もう20数年前の話になりますが、私の箱根駅伝は、1年の3区(区間6位)に始まり、2年も3区(区間3位)、3年は4区(区間新記録で区間賞、チームも総合優勝)、そして4年は2区(3位)と4回出場しました。その中で、私のその後の競技人生に大きな影響を与えたのは、2区を走った4年時の経験でした。

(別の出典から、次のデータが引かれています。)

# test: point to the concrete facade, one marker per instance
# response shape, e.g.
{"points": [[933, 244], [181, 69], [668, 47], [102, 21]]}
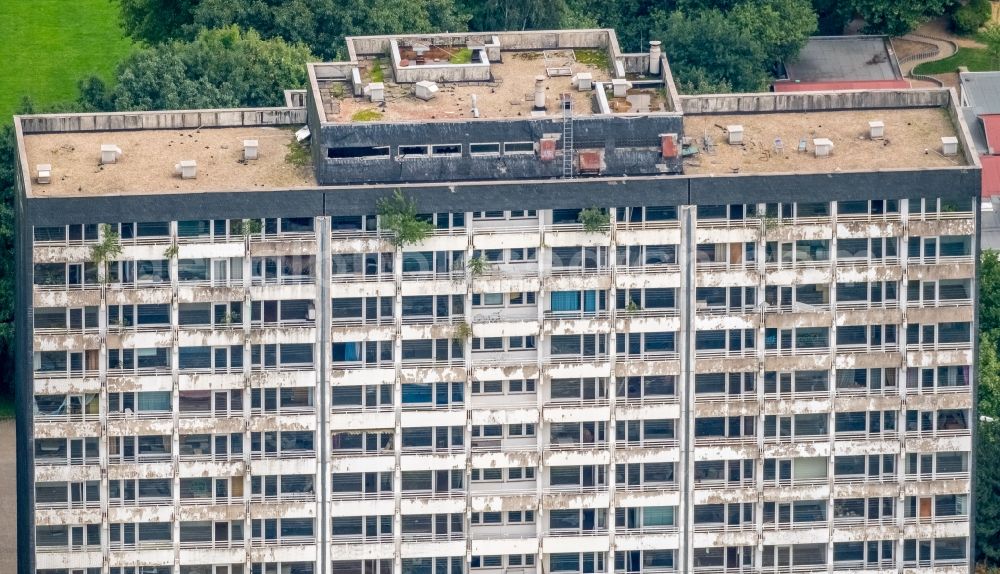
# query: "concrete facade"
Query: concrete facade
{"points": [[766, 372]]}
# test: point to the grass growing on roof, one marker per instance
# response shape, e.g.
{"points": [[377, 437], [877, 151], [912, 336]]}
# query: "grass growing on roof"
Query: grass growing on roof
{"points": [[377, 73], [48, 45], [593, 57], [976, 59], [463, 56], [298, 154], [366, 115]]}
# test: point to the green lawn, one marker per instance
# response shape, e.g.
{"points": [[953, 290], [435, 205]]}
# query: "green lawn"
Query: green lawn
{"points": [[46, 46], [976, 59]]}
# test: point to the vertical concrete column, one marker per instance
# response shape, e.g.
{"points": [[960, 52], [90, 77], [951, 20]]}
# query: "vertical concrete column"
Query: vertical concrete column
{"points": [[686, 257], [541, 387], [102, 441], [247, 390], [175, 390], [467, 350], [901, 296], [324, 311], [611, 387], [761, 269], [831, 422], [397, 407]]}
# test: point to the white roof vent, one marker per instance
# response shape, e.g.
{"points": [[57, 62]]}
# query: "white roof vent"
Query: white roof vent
{"points": [[376, 91], [620, 87], [876, 129], [425, 90], [110, 153], [949, 145], [823, 147], [187, 169], [735, 132], [44, 172], [250, 149], [583, 81]]}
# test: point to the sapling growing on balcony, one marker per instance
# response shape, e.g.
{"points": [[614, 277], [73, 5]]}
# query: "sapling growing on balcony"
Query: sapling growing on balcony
{"points": [[594, 219], [398, 216], [478, 266], [107, 249]]}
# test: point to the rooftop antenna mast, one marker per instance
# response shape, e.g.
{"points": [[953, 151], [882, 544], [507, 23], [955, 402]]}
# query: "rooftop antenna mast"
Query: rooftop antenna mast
{"points": [[566, 101]]}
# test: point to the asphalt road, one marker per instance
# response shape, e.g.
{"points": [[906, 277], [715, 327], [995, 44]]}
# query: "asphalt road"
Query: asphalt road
{"points": [[8, 499]]}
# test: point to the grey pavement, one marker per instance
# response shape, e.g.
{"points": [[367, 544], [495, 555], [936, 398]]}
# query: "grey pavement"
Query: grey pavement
{"points": [[8, 499]]}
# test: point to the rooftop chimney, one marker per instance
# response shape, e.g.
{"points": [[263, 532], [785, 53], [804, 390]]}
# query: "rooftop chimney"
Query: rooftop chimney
{"points": [[949, 145], [876, 129], [250, 149], [668, 145], [539, 93], [110, 153], [654, 57], [425, 90], [620, 87], [187, 169], [44, 172], [735, 134], [822, 147], [376, 91]]}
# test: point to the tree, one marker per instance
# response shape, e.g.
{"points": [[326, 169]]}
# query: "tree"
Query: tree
{"points": [[488, 15], [398, 215], [892, 17], [219, 68], [989, 291], [988, 492], [708, 48], [991, 37], [320, 24], [8, 156], [781, 27], [155, 20]]}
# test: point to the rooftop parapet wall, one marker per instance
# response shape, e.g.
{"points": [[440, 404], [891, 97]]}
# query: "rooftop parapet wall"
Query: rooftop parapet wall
{"points": [[814, 101], [857, 102], [182, 119]]}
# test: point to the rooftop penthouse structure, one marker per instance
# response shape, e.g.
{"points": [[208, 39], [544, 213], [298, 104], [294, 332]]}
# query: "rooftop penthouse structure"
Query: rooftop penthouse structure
{"points": [[646, 332]]}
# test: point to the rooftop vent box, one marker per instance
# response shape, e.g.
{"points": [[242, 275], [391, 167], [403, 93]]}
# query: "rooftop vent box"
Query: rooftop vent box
{"points": [[876, 129], [823, 147], [425, 90], [187, 169], [949, 145], [110, 153], [620, 87], [250, 149], [44, 172], [376, 91], [735, 134]]}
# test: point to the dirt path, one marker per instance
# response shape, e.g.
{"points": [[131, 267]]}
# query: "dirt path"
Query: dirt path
{"points": [[8, 498]]}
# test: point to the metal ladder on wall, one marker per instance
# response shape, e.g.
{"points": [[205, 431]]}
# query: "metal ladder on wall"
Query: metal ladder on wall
{"points": [[566, 101]]}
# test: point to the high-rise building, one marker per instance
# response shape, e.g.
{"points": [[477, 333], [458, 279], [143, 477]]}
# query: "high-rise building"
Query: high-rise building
{"points": [[644, 332]]}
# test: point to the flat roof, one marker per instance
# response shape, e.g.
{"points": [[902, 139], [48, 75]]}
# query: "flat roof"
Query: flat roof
{"points": [[840, 58], [912, 140], [508, 93], [149, 156], [981, 91]]}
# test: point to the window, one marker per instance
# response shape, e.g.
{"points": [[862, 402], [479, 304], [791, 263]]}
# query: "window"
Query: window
{"points": [[359, 152], [446, 150], [412, 150], [484, 149]]}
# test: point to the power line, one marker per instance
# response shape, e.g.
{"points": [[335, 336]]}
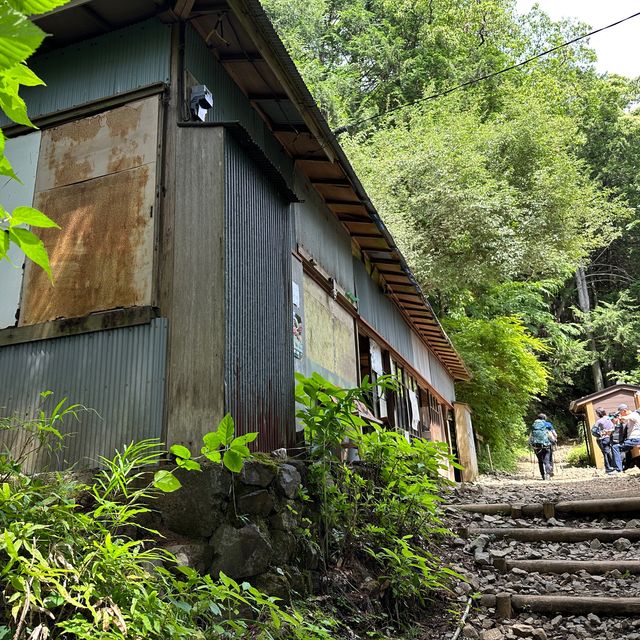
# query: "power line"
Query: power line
{"points": [[346, 127]]}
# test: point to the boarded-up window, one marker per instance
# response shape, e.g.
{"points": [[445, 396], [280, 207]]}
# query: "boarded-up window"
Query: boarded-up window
{"points": [[96, 178], [330, 342]]}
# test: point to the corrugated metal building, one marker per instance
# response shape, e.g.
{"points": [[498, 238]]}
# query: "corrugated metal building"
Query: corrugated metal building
{"points": [[199, 263]]}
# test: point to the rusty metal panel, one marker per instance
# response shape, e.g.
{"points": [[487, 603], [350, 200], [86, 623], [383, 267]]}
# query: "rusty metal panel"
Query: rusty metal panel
{"points": [[118, 373], [115, 63], [22, 152], [329, 337], [109, 142], [259, 381], [98, 176]]}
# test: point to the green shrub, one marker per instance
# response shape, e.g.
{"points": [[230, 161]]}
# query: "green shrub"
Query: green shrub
{"points": [[385, 506], [578, 456], [68, 570]]}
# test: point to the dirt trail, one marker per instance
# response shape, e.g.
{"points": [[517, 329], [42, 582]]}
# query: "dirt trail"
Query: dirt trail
{"points": [[563, 573]]}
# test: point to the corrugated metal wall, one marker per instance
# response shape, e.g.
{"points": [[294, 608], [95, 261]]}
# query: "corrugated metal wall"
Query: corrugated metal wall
{"points": [[441, 380], [259, 322], [385, 318], [115, 63], [381, 313], [320, 234], [229, 103], [118, 373]]}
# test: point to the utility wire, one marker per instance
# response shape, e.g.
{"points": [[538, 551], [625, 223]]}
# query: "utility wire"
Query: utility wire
{"points": [[346, 127]]}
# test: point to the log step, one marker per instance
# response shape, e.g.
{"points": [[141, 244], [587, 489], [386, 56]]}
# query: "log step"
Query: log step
{"points": [[568, 507], [594, 567], [553, 534], [506, 604]]}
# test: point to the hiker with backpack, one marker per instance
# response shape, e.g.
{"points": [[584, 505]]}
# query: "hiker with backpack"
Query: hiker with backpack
{"points": [[541, 440], [602, 431]]}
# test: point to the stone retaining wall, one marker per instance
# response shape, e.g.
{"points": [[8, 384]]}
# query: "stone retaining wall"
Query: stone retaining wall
{"points": [[248, 525]]}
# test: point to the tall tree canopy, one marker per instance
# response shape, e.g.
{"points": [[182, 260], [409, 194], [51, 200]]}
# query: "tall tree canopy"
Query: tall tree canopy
{"points": [[496, 192]]}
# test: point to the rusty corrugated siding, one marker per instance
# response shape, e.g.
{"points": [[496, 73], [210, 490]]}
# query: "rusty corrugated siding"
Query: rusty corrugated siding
{"points": [[118, 373], [259, 379]]}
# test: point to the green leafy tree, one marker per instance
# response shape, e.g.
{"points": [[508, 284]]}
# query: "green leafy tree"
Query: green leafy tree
{"points": [[19, 39]]}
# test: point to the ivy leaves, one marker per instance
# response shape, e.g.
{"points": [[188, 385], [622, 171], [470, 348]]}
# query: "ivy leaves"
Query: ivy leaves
{"points": [[219, 446]]}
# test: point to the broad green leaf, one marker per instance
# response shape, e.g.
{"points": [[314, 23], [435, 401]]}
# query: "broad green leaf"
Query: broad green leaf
{"points": [[246, 438], [19, 37], [180, 451], [4, 243], [232, 460], [211, 454], [189, 465], [212, 440], [7, 170], [226, 429], [32, 217], [36, 7], [21, 74], [11, 103], [33, 248], [166, 481], [240, 449]]}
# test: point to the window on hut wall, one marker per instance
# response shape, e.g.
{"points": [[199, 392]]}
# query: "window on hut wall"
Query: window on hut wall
{"points": [[371, 365], [437, 425], [96, 177]]}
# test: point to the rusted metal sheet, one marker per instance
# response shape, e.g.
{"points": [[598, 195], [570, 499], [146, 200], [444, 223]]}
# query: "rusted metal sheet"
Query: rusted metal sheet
{"points": [[109, 142], [330, 341], [97, 179], [259, 383]]}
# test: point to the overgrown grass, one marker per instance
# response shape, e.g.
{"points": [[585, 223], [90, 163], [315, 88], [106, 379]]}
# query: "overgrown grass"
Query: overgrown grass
{"points": [[68, 570]]}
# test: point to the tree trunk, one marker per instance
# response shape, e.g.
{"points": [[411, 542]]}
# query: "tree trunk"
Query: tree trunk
{"points": [[585, 306]]}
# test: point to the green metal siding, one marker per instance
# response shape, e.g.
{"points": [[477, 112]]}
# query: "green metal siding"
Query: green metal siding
{"points": [[230, 104], [118, 62]]}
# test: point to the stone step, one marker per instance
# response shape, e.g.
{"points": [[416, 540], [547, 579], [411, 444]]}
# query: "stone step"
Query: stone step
{"points": [[548, 509], [506, 604], [553, 534], [594, 567]]}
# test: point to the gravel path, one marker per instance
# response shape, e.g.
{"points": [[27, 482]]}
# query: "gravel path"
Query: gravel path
{"points": [[474, 556]]}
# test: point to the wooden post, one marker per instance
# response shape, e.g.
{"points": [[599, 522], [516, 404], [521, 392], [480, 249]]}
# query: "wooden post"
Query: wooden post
{"points": [[597, 458]]}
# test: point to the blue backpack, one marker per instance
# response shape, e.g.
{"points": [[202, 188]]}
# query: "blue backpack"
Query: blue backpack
{"points": [[539, 434]]}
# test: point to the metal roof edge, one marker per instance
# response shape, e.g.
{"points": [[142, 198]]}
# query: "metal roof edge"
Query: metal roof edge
{"points": [[300, 94]]}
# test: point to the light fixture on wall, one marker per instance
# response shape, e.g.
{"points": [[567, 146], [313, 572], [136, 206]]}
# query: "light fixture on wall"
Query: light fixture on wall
{"points": [[201, 101]]}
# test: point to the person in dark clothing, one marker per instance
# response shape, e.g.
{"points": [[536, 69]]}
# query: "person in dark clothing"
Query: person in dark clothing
{"points": [[618, 436], [540, 440]]}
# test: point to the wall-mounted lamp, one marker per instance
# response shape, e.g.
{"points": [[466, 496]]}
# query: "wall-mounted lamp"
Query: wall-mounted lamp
{"points": [[201, 101]]}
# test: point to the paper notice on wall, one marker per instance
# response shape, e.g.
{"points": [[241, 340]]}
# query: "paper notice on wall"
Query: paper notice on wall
{"points": [[415, 410], [295, 294], [376, 357]]}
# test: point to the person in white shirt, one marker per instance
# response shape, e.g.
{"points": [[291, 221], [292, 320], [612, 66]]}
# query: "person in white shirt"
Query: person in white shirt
{"points": [[631, 420]]}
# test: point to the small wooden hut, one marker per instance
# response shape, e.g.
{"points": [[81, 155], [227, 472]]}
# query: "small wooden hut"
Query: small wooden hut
{"points": [[609, 399]]}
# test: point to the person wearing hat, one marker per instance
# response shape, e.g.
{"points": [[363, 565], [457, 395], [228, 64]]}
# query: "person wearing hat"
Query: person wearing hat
{"points": [[631, 420]]}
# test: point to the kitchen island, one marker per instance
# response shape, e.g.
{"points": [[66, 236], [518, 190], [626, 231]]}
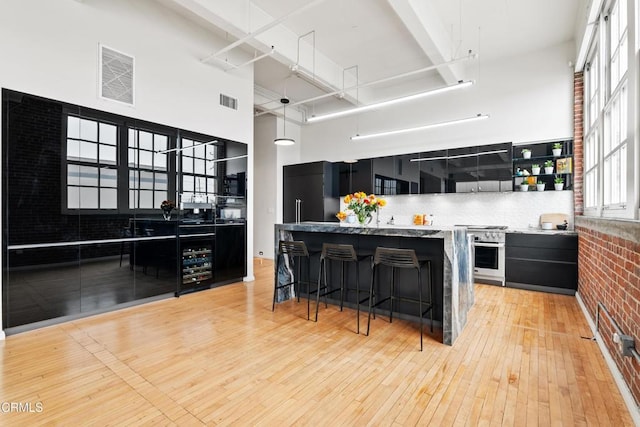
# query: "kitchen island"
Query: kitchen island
{"points": [[448, 248]]}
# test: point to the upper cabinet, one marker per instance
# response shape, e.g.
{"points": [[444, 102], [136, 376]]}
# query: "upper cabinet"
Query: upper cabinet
{"points": [[394, 175], [547, 163], [433, 172], [494, 167], [485, 168], [355, 176], [460, 170]]}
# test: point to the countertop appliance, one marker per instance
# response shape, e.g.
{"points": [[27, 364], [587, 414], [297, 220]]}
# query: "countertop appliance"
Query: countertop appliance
{"points": [[489, 253]]}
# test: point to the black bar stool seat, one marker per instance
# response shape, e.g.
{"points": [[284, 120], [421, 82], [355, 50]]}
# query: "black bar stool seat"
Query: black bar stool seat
{"points": [[401, 258], [295, 251], [342, 253]]}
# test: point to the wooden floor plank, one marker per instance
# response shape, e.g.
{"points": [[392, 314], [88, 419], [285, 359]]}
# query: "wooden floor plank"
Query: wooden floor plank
{"points": [[222, 357]]}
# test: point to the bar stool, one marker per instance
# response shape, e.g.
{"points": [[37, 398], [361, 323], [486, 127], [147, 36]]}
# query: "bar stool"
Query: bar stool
{"points": [[401, 258], [296, 251], [343, 254]]}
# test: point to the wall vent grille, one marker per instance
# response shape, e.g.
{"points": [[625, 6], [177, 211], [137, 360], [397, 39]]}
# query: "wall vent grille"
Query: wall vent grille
{"points": [[116, 75], [228, 101]]}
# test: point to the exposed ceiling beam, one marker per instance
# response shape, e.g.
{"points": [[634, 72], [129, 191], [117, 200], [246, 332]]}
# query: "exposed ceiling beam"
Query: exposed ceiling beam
{"points": [[271, 33], [262, 29], [422, 21]]}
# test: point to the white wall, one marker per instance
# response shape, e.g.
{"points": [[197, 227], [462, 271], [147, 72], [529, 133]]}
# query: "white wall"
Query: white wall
{"points": [[529, 98], [54, 53], [269, 159], [50, 49], [265, 186]]}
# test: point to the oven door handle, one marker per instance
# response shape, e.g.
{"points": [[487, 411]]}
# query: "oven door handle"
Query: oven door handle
{"points": [[489, 245]]}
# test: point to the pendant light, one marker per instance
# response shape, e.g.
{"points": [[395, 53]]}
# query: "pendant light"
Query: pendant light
{"points": [[284, 140]]}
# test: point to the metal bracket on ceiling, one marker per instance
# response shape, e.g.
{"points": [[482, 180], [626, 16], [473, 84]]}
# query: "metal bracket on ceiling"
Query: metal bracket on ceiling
{"points": [[229, 66]]}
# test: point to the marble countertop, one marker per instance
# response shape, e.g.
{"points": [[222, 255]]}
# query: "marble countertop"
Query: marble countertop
{"points": [[434, 231], [541, 231], [380, 230]]}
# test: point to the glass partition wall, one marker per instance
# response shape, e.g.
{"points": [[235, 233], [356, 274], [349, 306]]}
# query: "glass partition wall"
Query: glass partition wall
{"points": [[83, 229]]}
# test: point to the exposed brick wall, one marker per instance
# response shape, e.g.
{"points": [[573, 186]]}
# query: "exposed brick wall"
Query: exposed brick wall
{"points": [[578, 106], [609, 272]]}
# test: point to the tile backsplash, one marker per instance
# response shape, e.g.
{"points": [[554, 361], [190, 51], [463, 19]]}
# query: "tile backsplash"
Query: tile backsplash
{"points": [[516, 209]]}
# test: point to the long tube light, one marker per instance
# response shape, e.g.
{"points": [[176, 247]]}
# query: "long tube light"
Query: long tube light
{"points": [[458, 156], [459, 85], [415, 129], [186, 148]]}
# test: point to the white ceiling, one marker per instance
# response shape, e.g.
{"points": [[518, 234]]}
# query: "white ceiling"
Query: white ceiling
{"points": [[377, 39]]}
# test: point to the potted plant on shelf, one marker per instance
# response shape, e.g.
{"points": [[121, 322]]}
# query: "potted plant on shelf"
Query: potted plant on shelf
{"points": [[558, 183]]}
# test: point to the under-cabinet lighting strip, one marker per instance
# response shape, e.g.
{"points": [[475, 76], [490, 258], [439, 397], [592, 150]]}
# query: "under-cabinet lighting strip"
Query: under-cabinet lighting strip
{"points": [[484, 153], [88, 242], [415, 129], [460, 85]]}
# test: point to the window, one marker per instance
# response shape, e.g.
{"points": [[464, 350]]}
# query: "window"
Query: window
{"points": [[148, 169], [198, 169], [608, 110], [92, 174]]}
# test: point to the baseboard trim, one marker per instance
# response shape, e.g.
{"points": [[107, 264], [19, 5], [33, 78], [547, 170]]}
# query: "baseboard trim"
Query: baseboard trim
{"points": [[632, 406]]}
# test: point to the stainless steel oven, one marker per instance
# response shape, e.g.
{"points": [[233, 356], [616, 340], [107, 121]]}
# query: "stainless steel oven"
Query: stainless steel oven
{"points": [[489, 259]]}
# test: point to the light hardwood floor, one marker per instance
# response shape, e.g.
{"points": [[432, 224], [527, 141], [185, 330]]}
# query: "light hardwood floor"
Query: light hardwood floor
{"points": [[222, 357]]}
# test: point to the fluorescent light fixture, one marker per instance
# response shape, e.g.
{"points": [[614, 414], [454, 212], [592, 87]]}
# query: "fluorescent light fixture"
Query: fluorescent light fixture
{"points": [[484, 153], [186, 148], [459, 85], [230, 158], [407, 130], [284, 141]]}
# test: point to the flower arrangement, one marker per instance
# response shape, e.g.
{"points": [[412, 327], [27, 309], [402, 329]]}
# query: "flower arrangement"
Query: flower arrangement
{"points": [[362, 205]]}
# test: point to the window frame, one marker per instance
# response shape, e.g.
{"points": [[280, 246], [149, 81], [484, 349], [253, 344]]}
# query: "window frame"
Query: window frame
{"points": [[66, 162], [613, 117]]}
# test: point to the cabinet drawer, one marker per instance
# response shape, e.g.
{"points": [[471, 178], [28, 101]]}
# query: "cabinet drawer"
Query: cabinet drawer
{"points": [[569, 242], [542, 273]]}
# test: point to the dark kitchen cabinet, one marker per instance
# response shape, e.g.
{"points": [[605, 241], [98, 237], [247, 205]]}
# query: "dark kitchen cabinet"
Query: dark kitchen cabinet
{"points": [[394, 175], [542, 262], [355, 176], [407, 173], [462, 170], [494, 168], [433, 172], [230, 253], [485, 168], [310, 192]]}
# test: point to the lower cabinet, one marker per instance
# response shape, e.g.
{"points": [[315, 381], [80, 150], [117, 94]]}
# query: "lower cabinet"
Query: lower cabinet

最近では急な上り下りが続く5区にエースを配置する大学が増えましたが、私たちの時代、特に早稲田大学ではエースが2区を走るのが当たり前でした。その座を争って私と同期の武井隆次選手、櫛部静二選手、そして2年後輩の渡辺康幸選手の4人は、日々ハードなトレーニングに励んでいました。

第70回(1994年)箱根駅伝。
前回大会、8大会ぶりに総合優勝を果たした早稲田大は連覇を狙っていました。11月の全日本大学駅伝では、2位に4分以上の大差をつけて連覇を達成していましたので、箱根駅伝も…そんな期待が自然と高まっていました。
箱根駅伝でライバルと考えられていたのは、留学生S.マヤカ選手がいて、5区、6区にスペシャリストを揃えている山梨学院大学。早稲田大学としては、前回大会同様、前半で流れに乗って往路を制し、そのまま復路も逃げ切るというのが必勝パターンと考えていました。そのためには、チームのエースがライバル校のエースであるマヤカ選手と2区で互角、もしくはそれ以上の走りをすることが求められていました。

「今後の練習を見て一番強い選手に2区を任せる」
この年、これまでは12月上旬だった区間エントリーが、12月下旬に変更されました(現在に近い形)。上記の言葉を暗に告げられていた私たち4人のエース区間争いは、区間エントリー間際の12月下旬まで続くことになりました。

前回(69回)の箱根駅伝1区で区間新記録で区間賞を獲得している櫛部選手。過去3大会(67〜69回)で全て区間新記録で区間賞を獲得している武井選手。前回2区で区間2位と好走し、その年のユニバーシアード10000mでマヤカ選手を破って銀メダルを獲得している渡辺選手。そして、その年の5000m(13分28秒)、10000m(28分11秒)で学生トップの記録を出していた私。実力的には4人のうちの誰が2区を走ってもおかしくない状況でした。
私は夏の海外遠征で5000m、10000mの自己記録を更新した後、9月の日本インカレ5000mでも渡辺選手に競り勝って優勝しました。その後、足を痛めて休んでいた時期があり、10月の出雲駅伝は5区で区間2位でしたが、11月の全日本大学駅伝では8区(19.7km)を任されて区間賞を獲得しました。
全日本大学駅伝を圧勝で連覇したこともあり、良いムードの中で私たちは箱根駅伝に向けた強化練習に入りました。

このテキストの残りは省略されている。